LONDON (Reuters) - Britain’s deadline to leave the EU at the end of October is the worst possible timing for the country’s retail sector as it coincides with the start of the peak trading period, online electricals group AO World warned on Tuesday.
AO, which sells washing machines, fridges, cookers and televisions as well as mobile phones, reported a smaller annual loss, helped by a jump in UK earnings, but saw its shares drop more than 9% after it said its losses in Europe deepened.
Retailers in Britain are braced for disruptions when the country leaves the EU, which analysts say could cause supply problems and knock already fragile consumer confidence.
“In terms of the impact around Christmas and Black Friday (Nov. 29) then from a retail point of view to have such a major consumer impacting decision at that time is about as far from ideal as anybody could possibly write,” AO World founder and Chief Executive John Roberts told reporters on Tuesday.
“But then the whole Brexit process has been, so frankly we’ll just get on and deal with it.”
Britain had been due to leave the European Union on March 29, but Prime Minister Theresa May was unable to get her divorce deal ratified by parliament, which rejected the so-called Withdrawal Agreement three times, and the date is now set for Oct. 31.
AO invested 15 million pounds in extra stock ahead of the original Brexit date.
“As we roll forward we will inevitably repeat that process, we will have learned a lot of lessons through doing it the first time round,” said Roberts, who returned to the firm as CEO in January.
The retailer said its core earnings in the UK improved 21% in the year ended March 31 to 27.4 million pounds.

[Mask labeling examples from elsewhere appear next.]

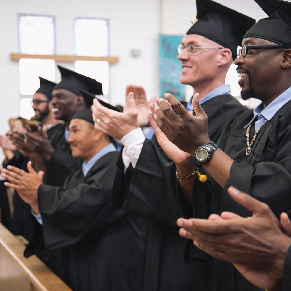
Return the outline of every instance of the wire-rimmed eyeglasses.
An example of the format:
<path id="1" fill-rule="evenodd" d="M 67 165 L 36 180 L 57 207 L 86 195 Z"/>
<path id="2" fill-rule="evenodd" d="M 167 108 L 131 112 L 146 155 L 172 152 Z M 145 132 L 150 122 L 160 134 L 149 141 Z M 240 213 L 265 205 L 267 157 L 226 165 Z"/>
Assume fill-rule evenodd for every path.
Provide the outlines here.
<path id="1" fill-rule="evenodd" d="M 247 54 L 250 49 L 275 49 L 277 47 L 284 47 L 288 48 L 285 45 L 244 45 L 242 49 L 239 50 L 238 56 L 241 56 L 244 57 Z"/>
<path id="2" fill-rule="evenodd" d="M 177 48 L 178 53 L 181 54 L 182 52 L 185 48 L 187 49 L 187 51 L 189 55 L 194 54 L 197 51 L 197 49 L 221 49 L 223 48 L 223 47 L 196 47 L 191 43 L 189 43 L 187 47 L 185 47 L 182 43 L 179 45 Z"/>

But its annual losses in Europe increased to 31.3 million euros, reflecting less progress than expected on product margins and cost pressures from having to re-configure driver scheduling arrangements in Germany.
The group said it was working to address these issues and also flagged a risk to supplier credit insurance that it is trying to offset.
Its shares were down 9.3% at 0935 GMT, extending year-on-year losses to 35% and valuing the business at 470 million pounds.
AO, which trades in Britain, Germany and the Netherlands, made an adjusted loss before interest, tax, depreciation and amortisation of 400,000 pounds for the year to March 31 - in line with guidance issued in April and smaller than a loss of 3.4 million pounds in 2017-18.
Its revenue rose 13.3% to 902.5 million pounds despite weak consumer confidence.
Roberts said AO’s new financial year had started well.
Still, an industry survey on Tuesday showed British shoppers cut back on their spending last month by the most in more than 20 years, raising questions about how long consumers can keep on cushioning the economy from the impact of Brexit.
Analysts at Jefferies cut their adjusted EBITDA forecast for AO for 2019-20 from 13.1 million pounds to 7.3 million pounds.